Wednesday, November 27, 2019

One Cut of the Dead

One Cut of the Dead is a 2017 horror/comedy directed by Shinichiro Ueda. It follows the cast and crew of a zombie movie whose shoot in a WWII military facility is interrupted by a real zombie outbreak. Its biggest marketing point is a 37-minute opening shot, filmed in a single take, but its most ambitious efforts don't become apparent until well after the first cut.

One Cut of the Dead might be the smartest film I've ever seen, and it's an incredible exercise in setup and punchline.

Without that 37-minute shot, there's not much chance One Cut would have made a big enough name for itself on the festival circuit for a UK Blu release, and that headline is certainly what drew me to watching it. But I was expecting something truly special from that opening 37 minutes, and I grew quite disappointed as it wore on.

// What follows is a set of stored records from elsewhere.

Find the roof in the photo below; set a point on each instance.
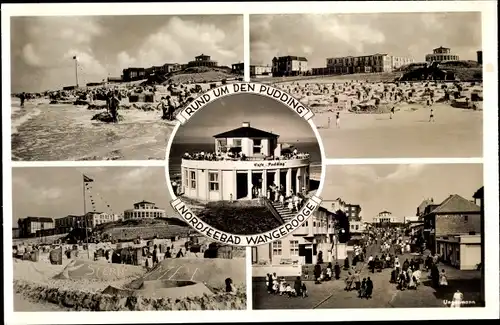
(291, 57)
(42, 219)
(246, 132)
(479, 194)
(144, 202)
(456, 204)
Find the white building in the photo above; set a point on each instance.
(244, 159)
(303, 246)
(384, 217)
(144, 210)
(411, 219)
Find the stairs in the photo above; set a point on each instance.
(285, 214)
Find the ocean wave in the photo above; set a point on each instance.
(20, 120)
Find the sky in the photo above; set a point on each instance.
(58, 191)
(318, 37)
(399, 188)
(42, 48)
(230, 112)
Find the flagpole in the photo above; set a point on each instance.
(76, 70)
(85, 218)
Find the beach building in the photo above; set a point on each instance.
(380, 62)
(441, 54)
(202, 61)
(30, 225)
(314, 237)
(244, 159)
(260, 70)
(144, 210)
(289, 66)
(134, 74)
(238, 68)
(352, 211)
(91, 219)
(455, 216)
(384, 217)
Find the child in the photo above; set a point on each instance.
(290, 291)
(304, 290)
(276, 286)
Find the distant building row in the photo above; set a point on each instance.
(453, 229)
(134, 74)
(44, 226)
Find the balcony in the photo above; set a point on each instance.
(254, 163)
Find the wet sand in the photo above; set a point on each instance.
(45, 132)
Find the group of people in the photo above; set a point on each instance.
(294, 201)
(364, 287)
(279, 286)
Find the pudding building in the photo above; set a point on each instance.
(258, 162)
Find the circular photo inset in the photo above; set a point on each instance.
(245, 164)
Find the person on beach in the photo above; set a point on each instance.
(431, 117)
(113, 106)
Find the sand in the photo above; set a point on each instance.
(211, 272)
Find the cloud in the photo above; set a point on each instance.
(181, 39)
(320, 36)
(406, 172)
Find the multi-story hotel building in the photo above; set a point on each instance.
(29, 226)
(202, 61)
(352, 211)
(380, 62)
(244, 158)
(384, 217)
(289, 66)
(144, 210)
(441, 54)
(91, 220)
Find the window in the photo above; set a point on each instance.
(277, 248)
(213, 181)
(294, 248)
(257, 145)
(193, 179)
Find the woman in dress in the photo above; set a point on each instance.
(443, 280)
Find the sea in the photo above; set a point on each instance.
(178, 149)
(47, 132)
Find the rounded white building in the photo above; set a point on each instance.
(144, 210)
(441, 54)
(245, 163)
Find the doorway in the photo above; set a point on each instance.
(308, 255)
(256, 184)
(241, 185)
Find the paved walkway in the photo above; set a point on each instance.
(331, 294)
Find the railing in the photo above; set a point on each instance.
(273, 210)
(255, 158)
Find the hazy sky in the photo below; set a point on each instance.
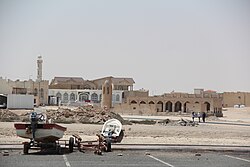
(163, 45)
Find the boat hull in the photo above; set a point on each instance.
(44, 132)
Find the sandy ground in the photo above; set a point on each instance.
(235, 132)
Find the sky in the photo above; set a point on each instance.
(164, 45)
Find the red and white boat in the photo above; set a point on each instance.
(44, 132)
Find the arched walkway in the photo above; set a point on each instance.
(169, 106)
(207, 106)
(177, 106)
(94, 97)
(159, 106)
(133, 102)
(83, 97)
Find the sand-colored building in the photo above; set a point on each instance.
(68, 90)
(37, 88)
(80, 83)
(143, 104)
(231, 99)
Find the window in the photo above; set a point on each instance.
(65, 97)
(107, 90)
(117, 97)
(35, 92)
(72, 97)
(59, 95)
(41, 93)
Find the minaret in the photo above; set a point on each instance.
(107, 94)
(39, 68)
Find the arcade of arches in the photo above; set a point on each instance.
(186, 106)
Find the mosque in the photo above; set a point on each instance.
(117, 93)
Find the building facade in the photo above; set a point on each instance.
(37, 88)
(68, 96)
(231, 99)
(209, 102)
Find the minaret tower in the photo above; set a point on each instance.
(107, 94)
(39, 68)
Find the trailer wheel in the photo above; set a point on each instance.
(71, 144)
(26, 147)
(108, 145)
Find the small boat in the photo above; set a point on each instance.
(112, 129)
(43, 132)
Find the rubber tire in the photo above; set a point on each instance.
(108, 145)
(71, 144)
(26, 147)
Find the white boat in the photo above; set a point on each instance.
(113, 129)
(44, 132)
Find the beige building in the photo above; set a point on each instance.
(80, 83)
(231, 99)
(142, 104)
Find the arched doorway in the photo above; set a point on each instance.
(207, 106)
(83, 97)
(133, 102)
(185, 107)
(159, 106)
(142, 102)
(169, 106)
(177, 106)
(94, 97)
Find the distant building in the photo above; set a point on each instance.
(29, 87)
(80, 83)
(38, 88)
(200, 101)
(107, 94)
(230, 99)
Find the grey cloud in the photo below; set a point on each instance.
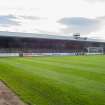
(31, 17)
(81, 25)
(8, 20)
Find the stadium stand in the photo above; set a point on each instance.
(15, 42)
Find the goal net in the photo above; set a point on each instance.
(95, 50)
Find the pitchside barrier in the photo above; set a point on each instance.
(9, 54)
(44, 54)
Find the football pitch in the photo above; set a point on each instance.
(67, 80)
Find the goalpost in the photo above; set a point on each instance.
(95, 50)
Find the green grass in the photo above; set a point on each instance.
(76, 80)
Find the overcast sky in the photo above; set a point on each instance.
(61, 17)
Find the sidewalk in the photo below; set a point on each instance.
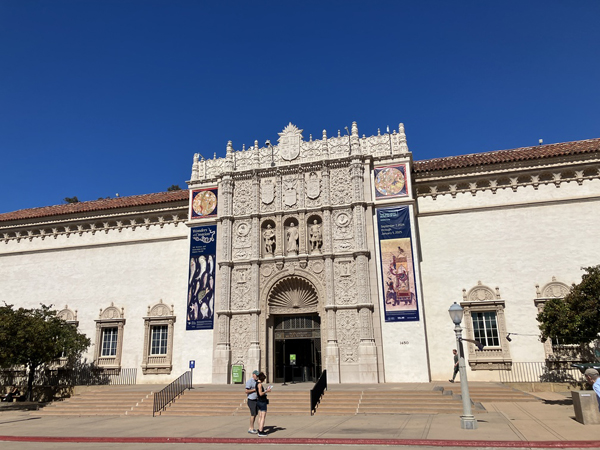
(548, 424)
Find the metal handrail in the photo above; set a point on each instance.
(167, 395)
(317, 392)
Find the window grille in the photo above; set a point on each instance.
(109, 341)
(485, 328)
(160, 336)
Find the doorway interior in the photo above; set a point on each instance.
(297, 345)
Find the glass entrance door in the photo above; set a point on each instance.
(297, 348)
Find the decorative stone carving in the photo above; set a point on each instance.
(68, 315)
(160, 310)
(269, 240)
(266, 270)
(345, 286)
(242, 241)
(343, 234)
(340, 186)
(315, 236)
(317, 266)
(241, 297)
(554, 289)
(480, 293)
(347, 326)
(292, 239)
(267, 191)
(293, 294)
(289, 142)
(289, 192)
(313, 185)
(242, 197)
(240, 339)
(112, 312)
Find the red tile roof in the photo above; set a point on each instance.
(96, 205)
(428, 165)
(508, 156)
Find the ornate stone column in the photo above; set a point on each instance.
(367, 350)
(253, 361)
(332, 350)
(222, 353)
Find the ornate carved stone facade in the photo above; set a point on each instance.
(296, 218)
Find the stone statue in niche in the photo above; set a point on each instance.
(292, 237)
(316, 236)
(269, 237)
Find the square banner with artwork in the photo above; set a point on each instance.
(204, 203)
(390, 181)
(201, 281)
(397, 265)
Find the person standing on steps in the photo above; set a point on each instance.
(455, 365)
(252, 396)
(262, 402)
(593, 378)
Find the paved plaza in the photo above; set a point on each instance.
(548, 423)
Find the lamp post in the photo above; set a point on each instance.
(467, 420)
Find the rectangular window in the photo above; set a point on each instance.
(158, 345)
(485, 328)
(109, 341)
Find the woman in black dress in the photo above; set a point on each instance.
(261, 403)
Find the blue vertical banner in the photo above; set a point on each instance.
(201, 280)
(397, 264)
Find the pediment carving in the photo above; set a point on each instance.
(554, 289)
(294, 293)
(160, 310)
(480, 293)
(112, 312)
(68, 315)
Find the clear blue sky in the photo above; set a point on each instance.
(99, 97)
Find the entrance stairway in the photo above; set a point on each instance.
(103, 401)
(211, 400)
(493, 392)
(341, 403)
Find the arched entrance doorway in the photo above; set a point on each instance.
(294, 331)
(297, 345)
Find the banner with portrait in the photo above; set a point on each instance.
(397, 264)
(201, 279)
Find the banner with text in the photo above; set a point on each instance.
(397, 265)
(201, 281)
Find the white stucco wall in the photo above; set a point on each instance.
(511, 240)
(132, 268)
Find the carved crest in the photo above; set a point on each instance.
(267, 192)
(289, 142)
(289, 196)
(313, 186)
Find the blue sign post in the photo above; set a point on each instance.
(192, 366)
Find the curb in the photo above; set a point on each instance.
(307, 441)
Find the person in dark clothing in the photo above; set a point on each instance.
(455, 366)
(262, 402)
(12, 395)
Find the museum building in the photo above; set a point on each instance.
(339, 254)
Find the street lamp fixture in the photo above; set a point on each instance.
(467, 420)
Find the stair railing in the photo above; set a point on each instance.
(168, 394)
(317, 392)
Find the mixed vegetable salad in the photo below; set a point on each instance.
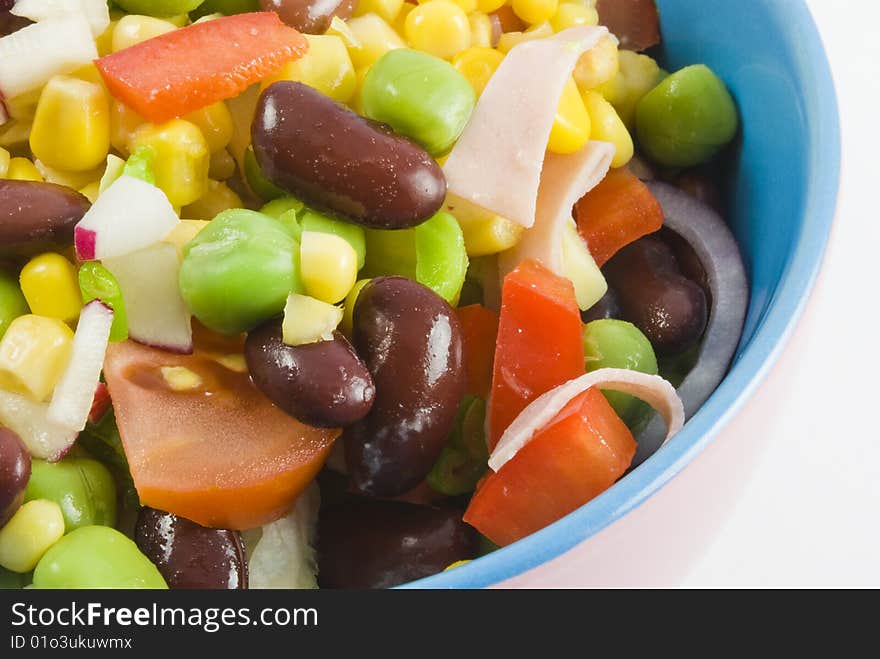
(342, 293)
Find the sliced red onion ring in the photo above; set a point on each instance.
(652, 389)
(716, 248)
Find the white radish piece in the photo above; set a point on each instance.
(652, 389)
(130, 215)
(157, 314)
(497, 161)
(75, 391)
(33, 54)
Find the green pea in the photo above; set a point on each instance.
(239, 270)
(12, 302)
(96, 557)
(97, 283)
(617, 344)
(687, 118)
(83, 488)
(420, 96)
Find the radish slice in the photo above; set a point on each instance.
(33, 54)
(96, 12)
(652, 389)
(129, 215)
(157, 314)
(497, 161)
(75, 391)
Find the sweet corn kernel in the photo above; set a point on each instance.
(215, 122)
(534, 12)
(375, 36)
(571, 126)
(134, 28)
(326, 66)
(182, 159)
(71, 129)
(51, 287)
(477, 64)
(35, 527)
(599, 65)
(439, 27)
(22, 169)
(608, 127)
(387, 9)
(217, 198)
(33, 354)
(328, 266)
(572, 14)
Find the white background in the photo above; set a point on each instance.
(810, 514)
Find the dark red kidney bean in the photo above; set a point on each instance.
(191, 556)
(410, 340)
(15, 471)
(309, 16)
(323, 384)
(670, 309)
(342, 163)
(365, 543)
(38, 212)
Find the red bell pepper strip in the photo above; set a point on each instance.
(539, 342)
(573, 459)
(618, 211)
(187, 69)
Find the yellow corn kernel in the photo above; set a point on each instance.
(387, 9)
(571, 126)
(598, 65)
(50, 285)
(484, 232)
(218, 198)
(35, 527)
(328, 265)
(534, 12)
(375, 38)
(215, 122)
(572, 14)
(182, 159)
(608, 127)
(22, 169)
(33, 354)
(326, 66)
(134, 28)
(439, 27)
(477, 64)
(71, 129)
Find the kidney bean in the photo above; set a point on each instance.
(15, 471)
(189, 555)
(364, 543)
(309, 16)
(339, 162)
(324, 384)
(38, 212)
(410, 339)
(668, 308)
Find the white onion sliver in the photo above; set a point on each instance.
(652, 389)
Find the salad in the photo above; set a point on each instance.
(344, 293)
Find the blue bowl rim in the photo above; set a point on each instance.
(755, 363)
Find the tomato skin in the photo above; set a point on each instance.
(539, 343)
(617, 212)
(576, 457)
(222, 454)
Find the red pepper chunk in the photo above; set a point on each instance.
(539, 342)
(187, 69)
(573, 459)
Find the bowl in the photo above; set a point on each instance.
(649, 526)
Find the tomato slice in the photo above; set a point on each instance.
(218, 453)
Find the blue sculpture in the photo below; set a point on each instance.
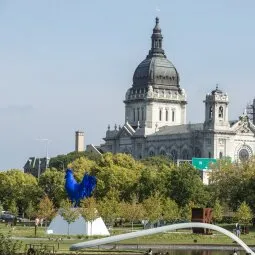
(77, 191)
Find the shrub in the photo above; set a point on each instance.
(9, 246)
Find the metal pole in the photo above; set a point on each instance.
(39, 168)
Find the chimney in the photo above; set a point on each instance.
(79, 141)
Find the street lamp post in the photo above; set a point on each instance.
(46, 140)
(39, 168)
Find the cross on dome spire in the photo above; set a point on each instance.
(156, 41)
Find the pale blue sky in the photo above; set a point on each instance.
(66, 65)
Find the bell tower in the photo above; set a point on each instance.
(216, 110)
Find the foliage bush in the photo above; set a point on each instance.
(9, 246)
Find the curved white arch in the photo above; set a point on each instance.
(121, 237)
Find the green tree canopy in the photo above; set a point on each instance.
(120, 172)
(185, 186)
(68, 213)
(19, 187)
(46, 209)
(217, 211)
(170, 210)
(244, 214)
(132, 211)
(52, 182)
(153, 208)
(109, 207)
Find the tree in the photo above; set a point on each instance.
(154, 176)
(217, 211)
(109, 207)
(46, 209)
(88, 210)
(244, 214)
(30, 211)
(68, 213)
(170, 210)
(1, 209)
(120, 172)
(153, 208)
(186, 211)
(132, 211)
(234, 183)
(52, 182)
(13, 208)
(185, 185)
(19, 187)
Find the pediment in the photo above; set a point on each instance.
(244, 127)
(125, 132)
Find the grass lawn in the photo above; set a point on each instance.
(27, 234)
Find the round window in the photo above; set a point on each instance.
(243, 154)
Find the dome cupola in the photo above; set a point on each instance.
(156, 70)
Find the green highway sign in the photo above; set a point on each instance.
(203, 163)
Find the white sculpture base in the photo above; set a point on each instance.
(59, 226)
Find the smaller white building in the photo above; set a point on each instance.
(59, 226)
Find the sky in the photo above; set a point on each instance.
(66, 65)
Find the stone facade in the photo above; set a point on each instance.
(155, 113)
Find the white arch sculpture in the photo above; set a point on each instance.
(152, 231)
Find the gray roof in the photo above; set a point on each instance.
(156, 69)
(178, 129)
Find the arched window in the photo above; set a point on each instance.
(220, 112)
(162, 152)
(166, 115)
(185, 154)
(142, 113)
(197, 152)
(160, 114)
(210, 113)
(151, 153)
(160, 44)
(174, 154)
(173, 115)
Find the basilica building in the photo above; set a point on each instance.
(155, 117)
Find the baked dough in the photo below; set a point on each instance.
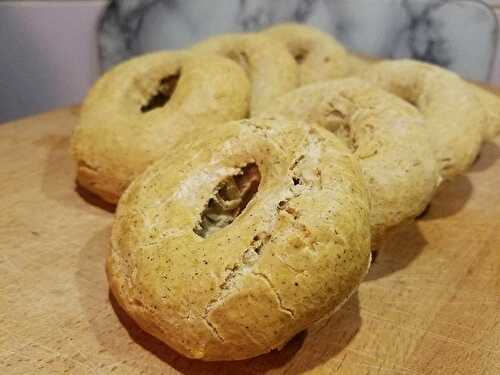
(454, 117)
(490, 103)
(271, 69)
(232, 244)
(142, 107)
(386, 135)
(320, 56)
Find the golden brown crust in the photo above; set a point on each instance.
(271, 69)
(319, 55)
(490, 103)
(123, 128)
(294, 254)
(454, 117)
(385, 133)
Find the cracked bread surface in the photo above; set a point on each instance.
(138, 110)
(387, 136)
(319, 56)
(454, 116)
(291, 256)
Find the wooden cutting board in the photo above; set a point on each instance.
(430, 305)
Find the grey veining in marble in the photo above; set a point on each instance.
(458, 34)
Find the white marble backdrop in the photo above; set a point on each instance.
(458, 34)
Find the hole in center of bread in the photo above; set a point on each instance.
(230, 198)
(300, 55)
(163, 94)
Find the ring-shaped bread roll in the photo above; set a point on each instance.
(319, 55)
(143, 106)
(385, 133)
(454, 117)
(490, 103)
(271, 69)
(239, 242)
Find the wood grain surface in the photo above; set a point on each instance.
(430, 304)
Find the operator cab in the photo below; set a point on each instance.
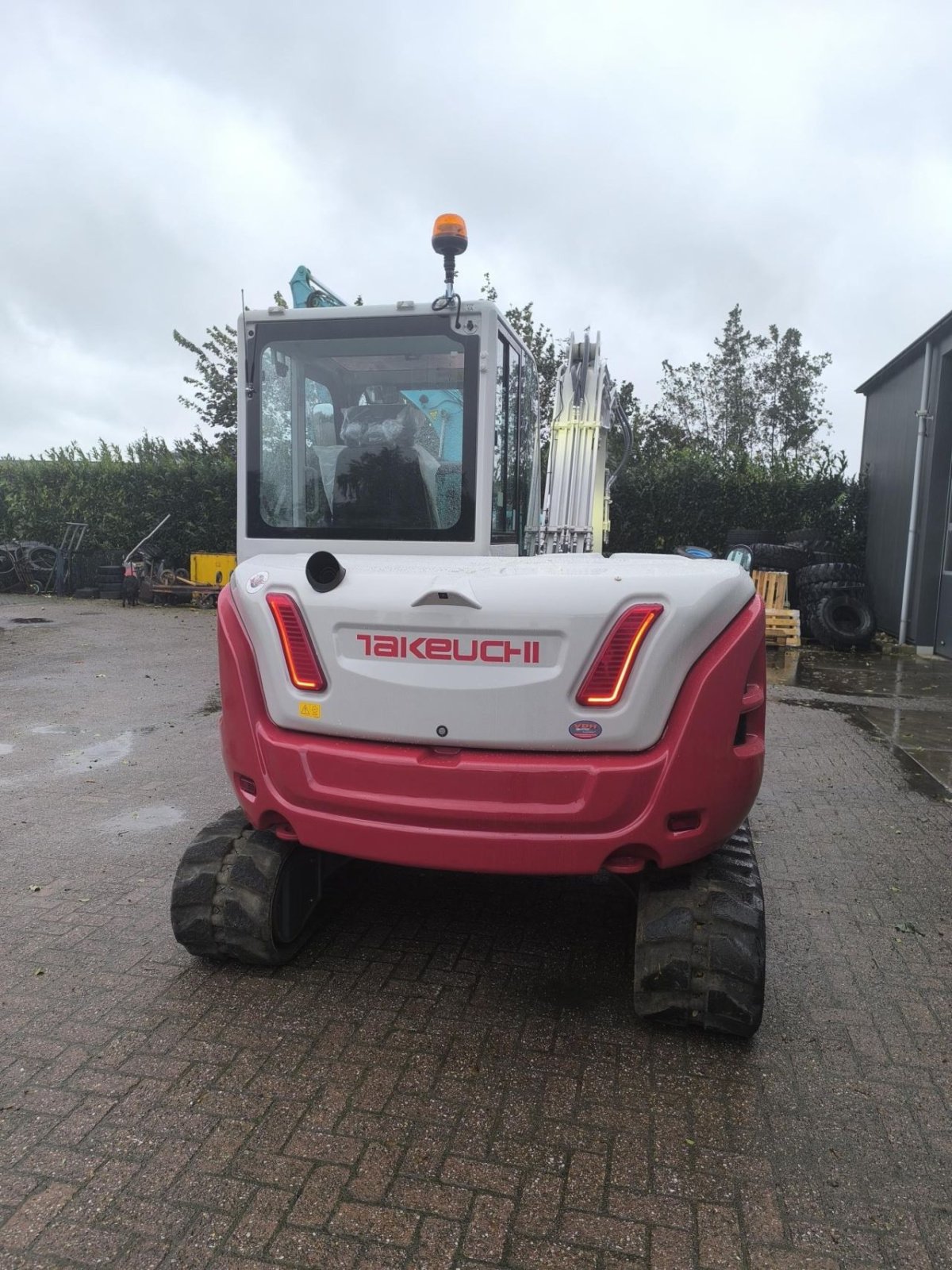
(397, 429)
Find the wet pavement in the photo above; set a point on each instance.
(907, 700)
(450, 1076)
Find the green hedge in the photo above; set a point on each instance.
(122, 495)
(659, 502)
(683, 498)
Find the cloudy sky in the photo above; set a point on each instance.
(634, 167)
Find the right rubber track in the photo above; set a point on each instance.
(700, 945)
(225, 895)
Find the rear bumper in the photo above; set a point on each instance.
(505, 810)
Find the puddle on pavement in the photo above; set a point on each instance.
(145, 819)
(904, 702)
(861, 673)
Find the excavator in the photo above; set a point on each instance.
(427, 658)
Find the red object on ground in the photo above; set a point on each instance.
(513, 812)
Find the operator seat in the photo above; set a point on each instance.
(380, 486)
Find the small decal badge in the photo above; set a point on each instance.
(585, 729)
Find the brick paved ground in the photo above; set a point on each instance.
(450, 1075)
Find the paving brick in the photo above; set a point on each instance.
(613, 1233)
(437, 1245)
(90, 1248)
(480, 1175)
(489, 1229)
(372, 1222)
(33, 1214)
(319, 1195)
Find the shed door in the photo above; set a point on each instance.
(943, 622)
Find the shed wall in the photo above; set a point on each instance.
(889, 459)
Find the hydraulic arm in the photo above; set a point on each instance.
(578, 491)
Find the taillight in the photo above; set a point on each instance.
(605, 683)
(302, 662)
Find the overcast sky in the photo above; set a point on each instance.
(634, 167)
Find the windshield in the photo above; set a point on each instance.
(365, 429)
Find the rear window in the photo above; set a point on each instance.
(362, 429)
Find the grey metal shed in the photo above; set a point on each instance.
(908, 459)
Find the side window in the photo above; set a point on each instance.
(528, 456)
(298, 421)
(505, 456)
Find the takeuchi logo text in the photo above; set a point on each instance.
(436, 648)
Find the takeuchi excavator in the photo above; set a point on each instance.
(428, 660)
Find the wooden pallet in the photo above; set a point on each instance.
(782, 622)
(784, 628)
(771, 587)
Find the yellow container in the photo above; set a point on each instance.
(211, 571)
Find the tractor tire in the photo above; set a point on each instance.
(778, 556)
(812, 540)
(746, 537)
(843, 622)
(810, 596)
(701, 943)
(837, 572)
(243, 895)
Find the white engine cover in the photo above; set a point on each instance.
(486, 652)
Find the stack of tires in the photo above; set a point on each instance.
(833, 600)
(829, 594)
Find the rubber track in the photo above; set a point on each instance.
(700, 945)
(224, 892)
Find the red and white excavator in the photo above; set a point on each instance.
(424, 662)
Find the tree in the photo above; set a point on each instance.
(213, 385)
(539, 342)
(757, 397)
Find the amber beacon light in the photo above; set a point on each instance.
(450, 241)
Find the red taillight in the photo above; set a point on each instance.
(609, 672)
(304, 667)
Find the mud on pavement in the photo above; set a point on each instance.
(450, 1075)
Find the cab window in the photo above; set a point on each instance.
(516, 444)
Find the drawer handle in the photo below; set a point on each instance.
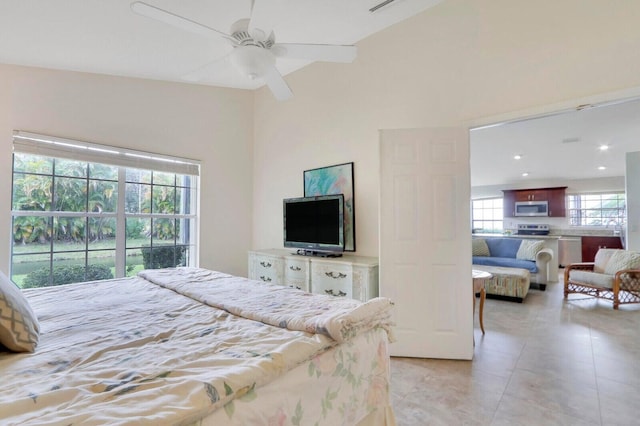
(335, 276)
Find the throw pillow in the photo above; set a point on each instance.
(601, 260)
(622, 259)
(529, 249)
(479, 247)
(19, 326)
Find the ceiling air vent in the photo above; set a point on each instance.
(570, 140)
(380, 5)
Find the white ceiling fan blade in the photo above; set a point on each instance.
(316, 52)
(276, 83)
(174, 20)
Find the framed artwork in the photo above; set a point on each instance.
(332, 180)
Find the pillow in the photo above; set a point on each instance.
(601, 259)
(622, 259)
(504, 247)
(19, 326)
(529, 249)
(479, 247)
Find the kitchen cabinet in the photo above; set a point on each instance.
(591, 245)
(355, 277)
(554, 196)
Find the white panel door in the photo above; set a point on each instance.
(425, 240)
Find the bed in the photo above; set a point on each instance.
(191, 346)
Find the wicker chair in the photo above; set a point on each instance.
(614, 275)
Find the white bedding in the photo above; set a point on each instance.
(130, 351)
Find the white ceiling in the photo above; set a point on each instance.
(106, 37)
(558, 147)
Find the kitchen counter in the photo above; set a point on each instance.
(535, 237)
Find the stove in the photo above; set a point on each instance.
(529, 229)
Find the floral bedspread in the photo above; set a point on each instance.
(337, 317)
(130, 351)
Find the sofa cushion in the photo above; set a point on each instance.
(479, 247)
(529, 249)
(622, 259)
(593, 278)
(507, 262)
(503, 247)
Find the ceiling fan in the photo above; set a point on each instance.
(254, 51)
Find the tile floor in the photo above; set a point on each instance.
(543, 362)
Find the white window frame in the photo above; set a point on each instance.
(491, 217)
(616, 223)
(61, 148)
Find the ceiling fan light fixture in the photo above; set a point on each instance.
(252, 61)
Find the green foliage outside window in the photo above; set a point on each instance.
(65, 275)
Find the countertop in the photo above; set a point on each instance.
(536, 237)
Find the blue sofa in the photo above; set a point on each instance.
(510, 252)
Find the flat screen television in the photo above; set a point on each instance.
(314, 225)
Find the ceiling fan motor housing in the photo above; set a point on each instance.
(252, 61)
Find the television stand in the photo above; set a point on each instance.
(303, 252)
(349, 276)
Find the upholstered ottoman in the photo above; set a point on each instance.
(506, 283)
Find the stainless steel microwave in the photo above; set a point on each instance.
(532, 208)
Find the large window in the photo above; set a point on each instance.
(95, 216)
(487, 215)
(607, 210)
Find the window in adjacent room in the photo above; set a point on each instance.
(84, 212)
(607, 210)
(487, 215)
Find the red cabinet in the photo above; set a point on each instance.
(591, 245)
(554, 196)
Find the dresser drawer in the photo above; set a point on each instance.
(266, 268)
(296, 273)
(333, 279)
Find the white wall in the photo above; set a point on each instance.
(632, 160)
(213, 125)
(451, 65)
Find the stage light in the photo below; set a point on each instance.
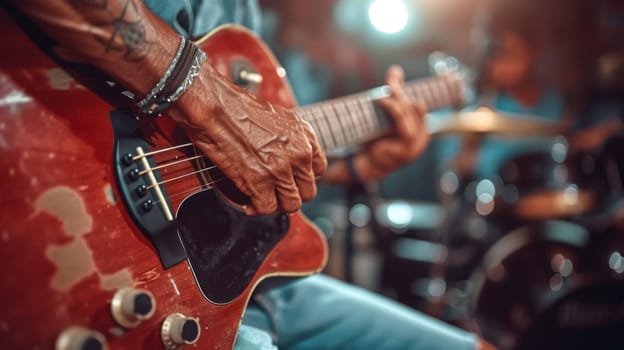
(388, 16)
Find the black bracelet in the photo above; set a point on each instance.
(178, 77)
(349, 161)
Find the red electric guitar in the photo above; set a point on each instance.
(112, 232)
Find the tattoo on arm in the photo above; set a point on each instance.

Like most things in filmmaking, everything I know about "oners" comes from Tony Zhao. Using the background and foreground to keep a long shot interesting, how the camera movements give each scene a clear structure - One Cut does none of these things.

Its camera is constantly in motion, failing to properly give focus to characters or events. The actors stumble awkwardly over lines, seemingly improvising sections of dialogue; a couple of times the director character breaks the fourth wall in a way that the other actors seem to ignore. The camera work is haphazard, with an escalating number of crash-zooms towards the finale, where we spend over two minutes zooming in and out on the lead actress screaming while we hear a fight between two other actors off-screen. There's a "crane" shot at the end that looks like the cameraman is climbing a ladder instead of using an actual crane.

It's a slapdash, amateurish affair that can't really live up to either its own ambition or the marketing hype - and that's entirely the point, because One Cut of the Dead has the most impressive re-contextualisation of previously-held knowledge of any film I've ever seen.

To say more would spoil it, and you deserve to see the whole thing yourself.

Just trust me when I say that it is absolutely worth sitting through that sometimes-questionable opening oner.